The economy will stagnate in 2011, despite an improved outlook for the euro zone and the US, the Organisation for Economic Co-operation and Development (OECD) said yesterday.
The Paris-based OECD has slashed its 2011 forecast for the Irish economy when compared to its November 2010 projections. It now has the most pessimistic outlook of any of the main international organisations.
The organisation’s analysis was downplayed by the Minister for Public Expenditure, Brendan Howlin, who described it as “out of line with our thinking and that of the consensus”.
The OECD believes that the Irish economy, as measured by gross domestic product (GDP), will not grow this year. Last week, the European Commission and the International Monetary Fund separately forecast GDP growth of 0.6 per cent.
Addressing a conference in Dublin yesterday, Patrick Lenain of the OECD said that its growth projection for 2011 is in line with the consensus among private sector forecasters.
The OECD also said it expects joblessness to reach almost 15 per cent this year in Ireland and for the rate to remain largely changed next year, as against both the European Commission and the IMF, which expect the unemployment rate to fall below 14 per cent in 2012.
It has suggested that there should be cuts in welfare payments to the long-term unemployed to encourage them back into the workforce.
Speaking this morning Minister for Social Protection Joan Burton said there were no plans to introduce reduced payments for those on long-term unemployment benefits.
However, she added there was provision in the current legislation to cut payments by about €44 a week for those who refused to engage in initiatives being rolled out to support the long-term unemployed.
"If over a period of time someone refuses a reasonable opportunity, whether that's to go back to work, to look for work, [or] to get themselves involved in training and work experience, in that case there is already provision in the social welfare legislation to actually reduce the amount of payments that they receive," she said.

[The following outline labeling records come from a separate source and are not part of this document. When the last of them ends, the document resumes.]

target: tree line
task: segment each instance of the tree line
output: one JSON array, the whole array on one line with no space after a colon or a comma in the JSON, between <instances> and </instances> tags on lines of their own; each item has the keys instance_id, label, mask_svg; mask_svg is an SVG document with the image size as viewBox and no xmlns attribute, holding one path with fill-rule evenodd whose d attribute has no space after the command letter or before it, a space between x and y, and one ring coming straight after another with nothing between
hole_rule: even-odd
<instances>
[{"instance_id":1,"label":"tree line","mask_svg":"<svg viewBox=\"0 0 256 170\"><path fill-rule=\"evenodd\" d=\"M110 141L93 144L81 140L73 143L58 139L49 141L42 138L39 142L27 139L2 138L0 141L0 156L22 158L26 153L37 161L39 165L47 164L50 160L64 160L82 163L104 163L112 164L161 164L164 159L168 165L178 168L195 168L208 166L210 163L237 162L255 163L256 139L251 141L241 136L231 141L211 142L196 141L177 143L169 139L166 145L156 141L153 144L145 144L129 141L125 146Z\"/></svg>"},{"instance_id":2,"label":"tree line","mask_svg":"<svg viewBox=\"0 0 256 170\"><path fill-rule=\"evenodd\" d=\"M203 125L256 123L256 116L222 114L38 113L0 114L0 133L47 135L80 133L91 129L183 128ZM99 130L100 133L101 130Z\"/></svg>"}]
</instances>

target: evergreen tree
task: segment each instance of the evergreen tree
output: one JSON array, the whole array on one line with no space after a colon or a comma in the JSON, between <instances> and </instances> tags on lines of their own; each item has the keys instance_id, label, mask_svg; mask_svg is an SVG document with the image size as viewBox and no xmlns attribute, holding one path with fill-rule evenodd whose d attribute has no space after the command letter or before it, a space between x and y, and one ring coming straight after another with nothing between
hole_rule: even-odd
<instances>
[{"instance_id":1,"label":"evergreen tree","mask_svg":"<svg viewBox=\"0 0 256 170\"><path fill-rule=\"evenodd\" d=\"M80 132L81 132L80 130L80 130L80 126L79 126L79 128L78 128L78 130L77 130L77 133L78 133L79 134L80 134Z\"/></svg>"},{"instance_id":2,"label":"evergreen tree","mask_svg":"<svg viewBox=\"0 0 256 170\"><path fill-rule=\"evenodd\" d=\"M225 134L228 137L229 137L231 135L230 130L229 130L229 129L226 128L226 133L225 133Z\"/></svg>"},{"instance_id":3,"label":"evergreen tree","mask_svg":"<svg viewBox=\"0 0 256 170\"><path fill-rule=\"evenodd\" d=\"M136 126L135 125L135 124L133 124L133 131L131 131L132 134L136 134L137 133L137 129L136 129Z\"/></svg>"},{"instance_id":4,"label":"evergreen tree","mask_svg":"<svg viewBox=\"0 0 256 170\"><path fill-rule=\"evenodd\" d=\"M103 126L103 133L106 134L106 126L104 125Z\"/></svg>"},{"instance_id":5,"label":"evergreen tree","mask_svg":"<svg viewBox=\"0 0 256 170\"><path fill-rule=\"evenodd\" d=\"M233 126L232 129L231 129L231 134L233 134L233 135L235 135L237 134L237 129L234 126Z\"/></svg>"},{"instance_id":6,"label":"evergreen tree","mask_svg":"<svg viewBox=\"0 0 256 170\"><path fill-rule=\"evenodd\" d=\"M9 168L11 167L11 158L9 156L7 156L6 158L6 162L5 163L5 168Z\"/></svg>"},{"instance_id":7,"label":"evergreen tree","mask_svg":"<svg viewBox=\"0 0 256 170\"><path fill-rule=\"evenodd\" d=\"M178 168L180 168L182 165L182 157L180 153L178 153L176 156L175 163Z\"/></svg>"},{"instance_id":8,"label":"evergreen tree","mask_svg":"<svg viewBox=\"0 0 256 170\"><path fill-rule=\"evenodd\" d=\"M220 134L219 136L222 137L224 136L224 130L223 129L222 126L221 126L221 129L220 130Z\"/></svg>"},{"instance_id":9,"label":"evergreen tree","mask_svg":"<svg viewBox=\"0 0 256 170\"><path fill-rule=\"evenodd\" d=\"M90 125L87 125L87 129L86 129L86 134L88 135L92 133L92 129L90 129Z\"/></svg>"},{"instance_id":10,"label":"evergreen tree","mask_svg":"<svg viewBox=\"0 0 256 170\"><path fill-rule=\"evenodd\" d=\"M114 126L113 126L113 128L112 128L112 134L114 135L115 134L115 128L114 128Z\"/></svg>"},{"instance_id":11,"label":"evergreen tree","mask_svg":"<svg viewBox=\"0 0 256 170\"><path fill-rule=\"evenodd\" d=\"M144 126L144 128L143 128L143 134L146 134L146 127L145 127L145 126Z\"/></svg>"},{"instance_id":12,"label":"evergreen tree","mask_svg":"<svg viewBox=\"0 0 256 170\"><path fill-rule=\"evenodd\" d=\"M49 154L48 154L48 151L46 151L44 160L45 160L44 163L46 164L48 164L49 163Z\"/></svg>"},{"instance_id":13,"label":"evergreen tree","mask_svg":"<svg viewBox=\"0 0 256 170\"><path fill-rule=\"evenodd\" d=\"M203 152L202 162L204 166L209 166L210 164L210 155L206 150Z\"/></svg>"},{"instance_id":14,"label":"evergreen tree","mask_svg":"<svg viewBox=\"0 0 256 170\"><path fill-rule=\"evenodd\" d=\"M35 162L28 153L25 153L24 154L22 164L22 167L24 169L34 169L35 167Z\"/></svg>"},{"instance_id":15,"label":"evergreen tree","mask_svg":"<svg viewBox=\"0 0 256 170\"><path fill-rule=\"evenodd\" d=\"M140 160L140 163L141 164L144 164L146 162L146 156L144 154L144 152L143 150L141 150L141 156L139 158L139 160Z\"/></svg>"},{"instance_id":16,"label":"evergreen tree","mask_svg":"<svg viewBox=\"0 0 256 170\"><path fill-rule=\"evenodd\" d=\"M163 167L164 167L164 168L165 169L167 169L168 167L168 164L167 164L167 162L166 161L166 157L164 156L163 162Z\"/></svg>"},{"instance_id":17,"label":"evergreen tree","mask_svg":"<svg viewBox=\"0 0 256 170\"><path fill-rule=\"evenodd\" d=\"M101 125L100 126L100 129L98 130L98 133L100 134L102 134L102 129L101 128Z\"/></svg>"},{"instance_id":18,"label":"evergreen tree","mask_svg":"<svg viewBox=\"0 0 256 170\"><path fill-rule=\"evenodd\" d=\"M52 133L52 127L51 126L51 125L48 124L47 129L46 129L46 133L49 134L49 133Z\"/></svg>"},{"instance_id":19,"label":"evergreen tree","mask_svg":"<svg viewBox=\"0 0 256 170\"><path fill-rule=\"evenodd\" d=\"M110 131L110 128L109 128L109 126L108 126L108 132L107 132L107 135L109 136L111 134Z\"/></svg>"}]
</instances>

Ms Burton said the legislation governing cuts to individual's welfare payments, which was introduced by the previous administration, had only come into force last month.
Yesterday, Mr Lenain - a French national - said the OECD supported Ireland’s corporation tax rate, but he added that taxes on property should rise because they are unusually low.
His comments came amid increasingly strong indications that French pressure on the Irish 12.5 per cent rate is coming mainly from president Sarkozy rather than from the office of French finance minister, Christine Lagarde.
There was some praise from the OECD for the Government’s jobs initiative yesterday, with Mr Lenain describing efforts to regain control of the public finances as “remarkable”.
However, he was critical of State training programmes, saying bluntly that the Government should stop spending money on training people for the construction sector.